The joint book-running managers for this offering are Merrill Lynch, Pierce, Fenner & Smith Incorporated, Morgan Stanley & Co. LLC and UBS Securities LLC. The joint lead managers for this offering are Credit Suisse Securities (USA) LLC and RBC Capital Markets, LLC. The co-managers for this offering are DNB Markets, Inc., Scotia Capital (USA) Inc. and Santander Investment Securities Inc.
When available, copies of the prospectus supplement and accompanying base prospectus related to this offering may be obtained from Merrill Lynch, Pierce, Fenner & Smith Incorporated, 222 Broadway, New York, NY 10038, Attn: Prospectus Department or by emailing Merrill Lynch, Pierce, Fenner & Smith Incorporated at email@example.com; Morgan Stanley & Co. LLC, 180 Varick Street, Second Floor, New York, New York 10014; or UBS Securities LLC, 299 Park Avenue, New York, NY 10171, Attn: Prospectus Department.

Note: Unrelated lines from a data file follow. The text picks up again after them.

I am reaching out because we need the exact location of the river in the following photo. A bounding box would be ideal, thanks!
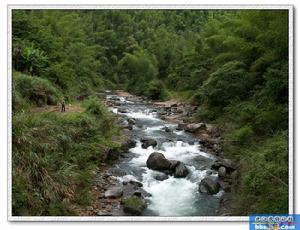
[106,93,223,216]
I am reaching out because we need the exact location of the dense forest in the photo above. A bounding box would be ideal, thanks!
[12,10,289,215]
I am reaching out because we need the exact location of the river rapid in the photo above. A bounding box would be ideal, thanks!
[106,93,223,216]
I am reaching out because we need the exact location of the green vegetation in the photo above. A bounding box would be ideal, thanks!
[13,96,120,215]
[12,10,288,215]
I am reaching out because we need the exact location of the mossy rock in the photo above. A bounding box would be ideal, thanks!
[122,197,147,216]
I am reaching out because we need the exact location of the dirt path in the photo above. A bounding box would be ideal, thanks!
[29,104,84,115]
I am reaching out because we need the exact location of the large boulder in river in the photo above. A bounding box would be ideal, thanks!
[211,159,238,172]
[199,177,220,194]
[184,123,206,133]
[146,152,171,172]
[169,160,181,171]
[104,186,123,198]
[218,166,226,178]
[141,139,157,149]
[174,162,189,177]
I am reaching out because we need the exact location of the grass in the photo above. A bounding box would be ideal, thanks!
[12,99,119,216]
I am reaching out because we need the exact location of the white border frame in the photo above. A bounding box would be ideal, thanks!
[7,4,294,222]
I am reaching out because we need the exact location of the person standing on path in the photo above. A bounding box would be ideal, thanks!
[61,99,66,112]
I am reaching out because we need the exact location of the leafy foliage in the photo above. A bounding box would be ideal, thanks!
[12,10,289,215]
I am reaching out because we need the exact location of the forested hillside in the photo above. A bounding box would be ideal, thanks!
[12,10,289,215]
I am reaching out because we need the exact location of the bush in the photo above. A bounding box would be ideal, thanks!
[146,80,167,100]
[13,72,61,106]
[236,132,288,215]
[84,97,107,116]
[12,110,118,215]
[230,125,253,144]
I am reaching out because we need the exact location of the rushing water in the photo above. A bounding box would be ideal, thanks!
[108,92,222,216]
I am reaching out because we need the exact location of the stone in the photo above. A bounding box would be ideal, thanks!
[184,123,206,133]
[146,152,171,171]
[218,166,226,177]
[127,118,136,126]
[104,186,123,198]
[122,197,147,216]
[169,160,180,171]
[199,177,220,195]
[154,173,169,181]
[174,162,189,177]
[162,126,171,133]
[141,139,157,149]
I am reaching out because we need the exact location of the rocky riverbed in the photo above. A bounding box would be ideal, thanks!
[82,91,238,216]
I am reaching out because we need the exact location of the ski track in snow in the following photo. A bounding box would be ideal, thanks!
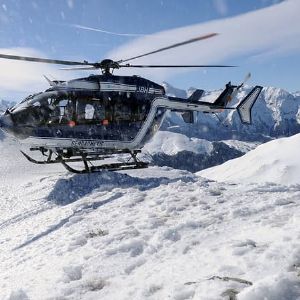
[0,139,300,300]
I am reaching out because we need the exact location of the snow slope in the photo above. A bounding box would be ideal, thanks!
[199,134,300,185]
[0,137,300,300]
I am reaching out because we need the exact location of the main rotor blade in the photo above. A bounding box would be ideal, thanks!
[117,33,218,63]
[59,65,97,71]
[120,64,236,68]
[0,54,94,66]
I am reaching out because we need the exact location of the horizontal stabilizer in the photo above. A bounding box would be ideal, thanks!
[236,85,262,124]
[181,111,194,124]
[188,89,204,102]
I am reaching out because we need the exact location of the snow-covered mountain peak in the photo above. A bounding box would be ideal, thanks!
[162,81,187,98]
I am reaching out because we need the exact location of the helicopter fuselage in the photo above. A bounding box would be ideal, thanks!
[1,74,230,150]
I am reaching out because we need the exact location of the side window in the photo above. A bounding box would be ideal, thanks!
[85,104,95,120]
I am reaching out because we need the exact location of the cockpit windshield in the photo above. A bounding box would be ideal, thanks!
[12,91,150,140]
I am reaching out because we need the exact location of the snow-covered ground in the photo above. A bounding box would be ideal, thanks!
[0,136,300,300]
[199,134,300,185]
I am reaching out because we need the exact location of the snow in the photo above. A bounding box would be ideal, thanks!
[0,136,300,300]
[143,131,213,155]
[199,134,300,185]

This news release does not constitute an offer to sell or a solicitation of an offer to buy the securities described herein, nor shall there be any sale of these securities in any state or jurisdiction in which such an offer, solicitation or sale would be unlawful prior to registration or qualification under the securities laws of any such jurisdiction. The offering may be made only by means of a prospectus meeting the requirements of the Securities Act of 1933, as amended. The Series A Preferred Units will be offered and sold pursuant to an effective registration statement on Form F-3, which was filed with the Securities and Exchange Commission (the SEC) on April 22, 2013, and the prospectus.

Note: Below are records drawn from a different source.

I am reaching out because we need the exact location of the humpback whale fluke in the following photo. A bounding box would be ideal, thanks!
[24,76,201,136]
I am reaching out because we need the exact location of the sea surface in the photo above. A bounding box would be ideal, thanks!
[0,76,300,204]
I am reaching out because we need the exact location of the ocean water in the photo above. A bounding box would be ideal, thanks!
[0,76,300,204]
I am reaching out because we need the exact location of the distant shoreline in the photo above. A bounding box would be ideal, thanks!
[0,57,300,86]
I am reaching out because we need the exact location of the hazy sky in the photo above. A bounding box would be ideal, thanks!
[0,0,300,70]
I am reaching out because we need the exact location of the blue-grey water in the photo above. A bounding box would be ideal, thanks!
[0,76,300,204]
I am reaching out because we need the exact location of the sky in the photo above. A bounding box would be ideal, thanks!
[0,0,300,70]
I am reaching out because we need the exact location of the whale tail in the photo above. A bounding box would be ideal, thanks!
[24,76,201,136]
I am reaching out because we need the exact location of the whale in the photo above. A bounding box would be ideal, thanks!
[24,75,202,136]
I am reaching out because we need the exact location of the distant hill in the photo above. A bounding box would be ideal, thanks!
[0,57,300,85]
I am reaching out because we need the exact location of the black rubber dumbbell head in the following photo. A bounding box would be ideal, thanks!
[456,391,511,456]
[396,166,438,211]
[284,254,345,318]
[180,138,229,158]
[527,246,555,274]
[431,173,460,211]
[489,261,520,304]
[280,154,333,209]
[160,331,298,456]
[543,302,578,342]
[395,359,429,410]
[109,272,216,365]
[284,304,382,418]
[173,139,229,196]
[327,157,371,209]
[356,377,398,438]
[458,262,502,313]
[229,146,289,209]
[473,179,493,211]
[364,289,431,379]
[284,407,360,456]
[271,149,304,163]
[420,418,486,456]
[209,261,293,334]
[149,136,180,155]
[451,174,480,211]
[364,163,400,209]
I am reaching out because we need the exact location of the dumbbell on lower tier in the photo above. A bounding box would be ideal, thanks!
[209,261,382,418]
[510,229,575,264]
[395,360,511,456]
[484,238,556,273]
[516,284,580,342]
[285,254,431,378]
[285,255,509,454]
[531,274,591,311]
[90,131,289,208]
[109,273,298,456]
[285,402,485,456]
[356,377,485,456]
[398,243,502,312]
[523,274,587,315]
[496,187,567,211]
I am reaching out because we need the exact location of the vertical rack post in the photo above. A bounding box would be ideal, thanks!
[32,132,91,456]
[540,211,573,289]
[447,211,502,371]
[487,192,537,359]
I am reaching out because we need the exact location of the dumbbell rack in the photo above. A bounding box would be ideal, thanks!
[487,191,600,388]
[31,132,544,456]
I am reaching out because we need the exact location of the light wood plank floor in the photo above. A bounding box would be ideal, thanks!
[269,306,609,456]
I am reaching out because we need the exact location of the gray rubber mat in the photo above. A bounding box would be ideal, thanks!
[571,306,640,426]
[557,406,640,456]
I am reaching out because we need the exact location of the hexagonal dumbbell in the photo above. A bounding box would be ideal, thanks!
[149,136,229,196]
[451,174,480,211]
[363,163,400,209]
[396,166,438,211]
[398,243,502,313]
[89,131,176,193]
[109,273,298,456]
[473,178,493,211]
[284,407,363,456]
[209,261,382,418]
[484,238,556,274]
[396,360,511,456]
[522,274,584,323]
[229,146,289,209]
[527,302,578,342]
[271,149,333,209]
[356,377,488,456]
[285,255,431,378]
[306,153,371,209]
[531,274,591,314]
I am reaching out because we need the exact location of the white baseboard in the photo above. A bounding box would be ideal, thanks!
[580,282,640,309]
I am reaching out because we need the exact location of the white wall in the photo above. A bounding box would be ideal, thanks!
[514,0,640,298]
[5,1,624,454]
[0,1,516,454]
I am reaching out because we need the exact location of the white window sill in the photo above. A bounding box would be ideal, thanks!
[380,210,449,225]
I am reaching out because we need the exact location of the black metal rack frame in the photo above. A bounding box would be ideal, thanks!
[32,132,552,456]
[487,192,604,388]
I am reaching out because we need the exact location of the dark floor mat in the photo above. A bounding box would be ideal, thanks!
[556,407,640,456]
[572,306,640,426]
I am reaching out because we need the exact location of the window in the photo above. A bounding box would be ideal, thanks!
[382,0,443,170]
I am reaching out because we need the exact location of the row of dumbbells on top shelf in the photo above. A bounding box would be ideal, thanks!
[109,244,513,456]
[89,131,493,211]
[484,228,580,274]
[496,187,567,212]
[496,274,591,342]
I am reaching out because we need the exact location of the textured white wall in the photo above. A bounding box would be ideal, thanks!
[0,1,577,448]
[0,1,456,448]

The statements in this press release that are not historical facts may be forward-looking statements. These forward-looking statements involve risks and uncertainties that could cause the outcome to be materially different. These risks and uncertainties include, but are not limited to, those discussed in Teekay Offshore's public filings with the SEC. Teekay Offshore undertakes no obligation to revise or update any forward-looking statements, unless required to do so under the securities laws.